Para esta missão contribuem a paixão e a disciplina nos estudos. E far-vos-á sempre bem juntas ao ministério da Palavra o ministério da consolação. Nele tocais a carne que a Palavra assumiu: ao acariciar os membros sofredores de Cristo, aumenta a familiaridade com a Palavra encarnada. Os sofrimentos que vedes não vos assustem. Levai-os diante do Crucifixo. São levados ali e na Eucaristia, na qual se haure o amor paciente, que sabe abraçar os crucificados de todos os tempos. Assim amadurece também a paciência, juntamente com a esperança, porque são gémeas: crescem juntas. Não tenhais medo de chorar em contato com situações difíceis: são gotas que irrigam a vida, tornando-a dócil. As lágrimas de compaixão purificam o coração e os afetos.
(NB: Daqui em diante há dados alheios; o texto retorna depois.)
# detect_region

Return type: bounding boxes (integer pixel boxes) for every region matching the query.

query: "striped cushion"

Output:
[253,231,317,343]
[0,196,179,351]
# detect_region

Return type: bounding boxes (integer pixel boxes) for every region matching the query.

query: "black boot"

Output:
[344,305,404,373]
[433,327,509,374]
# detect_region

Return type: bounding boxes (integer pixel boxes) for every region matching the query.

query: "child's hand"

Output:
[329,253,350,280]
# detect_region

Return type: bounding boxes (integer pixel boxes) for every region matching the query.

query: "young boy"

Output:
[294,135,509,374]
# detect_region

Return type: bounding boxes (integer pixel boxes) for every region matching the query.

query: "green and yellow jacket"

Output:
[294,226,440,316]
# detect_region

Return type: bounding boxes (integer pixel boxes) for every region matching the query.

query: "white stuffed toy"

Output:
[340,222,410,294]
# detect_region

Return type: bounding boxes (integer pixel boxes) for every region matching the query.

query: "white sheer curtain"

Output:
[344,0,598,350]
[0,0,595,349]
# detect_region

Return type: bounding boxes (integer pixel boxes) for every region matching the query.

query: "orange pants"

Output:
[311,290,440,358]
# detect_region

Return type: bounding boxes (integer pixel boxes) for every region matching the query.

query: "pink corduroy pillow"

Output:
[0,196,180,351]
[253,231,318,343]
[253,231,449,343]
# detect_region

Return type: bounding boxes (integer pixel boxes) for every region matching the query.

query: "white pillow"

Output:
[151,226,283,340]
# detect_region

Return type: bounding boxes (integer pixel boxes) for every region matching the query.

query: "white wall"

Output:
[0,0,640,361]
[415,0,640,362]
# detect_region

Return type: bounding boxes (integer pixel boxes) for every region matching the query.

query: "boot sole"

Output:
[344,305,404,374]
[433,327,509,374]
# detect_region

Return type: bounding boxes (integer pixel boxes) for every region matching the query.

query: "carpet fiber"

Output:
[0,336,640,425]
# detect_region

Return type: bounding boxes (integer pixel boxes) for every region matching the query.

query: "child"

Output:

Ao olhar para vós vejo uma comunidade internacional, chamada a crescer e amadurecer juntos. O Colégio de Jesus é e continue a ser um ginásio ativo na arte de viver incluindo o outro. Não se trata só de se compreender e de se amar, às vezes de se suportar, mas de carregar os pesos uns dos outros (cf. Gl 6, 2). E não só os pesos das recíprocas fragilidades, mas das diversas histórias, culturas, das memórias dos povos. Far-vos-á muito bem partilhar e descobrir as alegrias e os problemas verdadeiros do mundo através da presença do irmão que está ao vosso lado; abraçar nele não só o que interessa e fascina, mas as angústias e as esperanças de uma Igreja e de um povo: alargar os confins, deslocando cada vez o horizonte, sempre mais além. A bênção que vos concedo possa chegar também aos vossos países e vos sirva de ajuda para vos fundar, crescer e amadurecer para a maior glória de Deus. Agradeço-vos e peço-vos que rezeis por mim. Obrigado.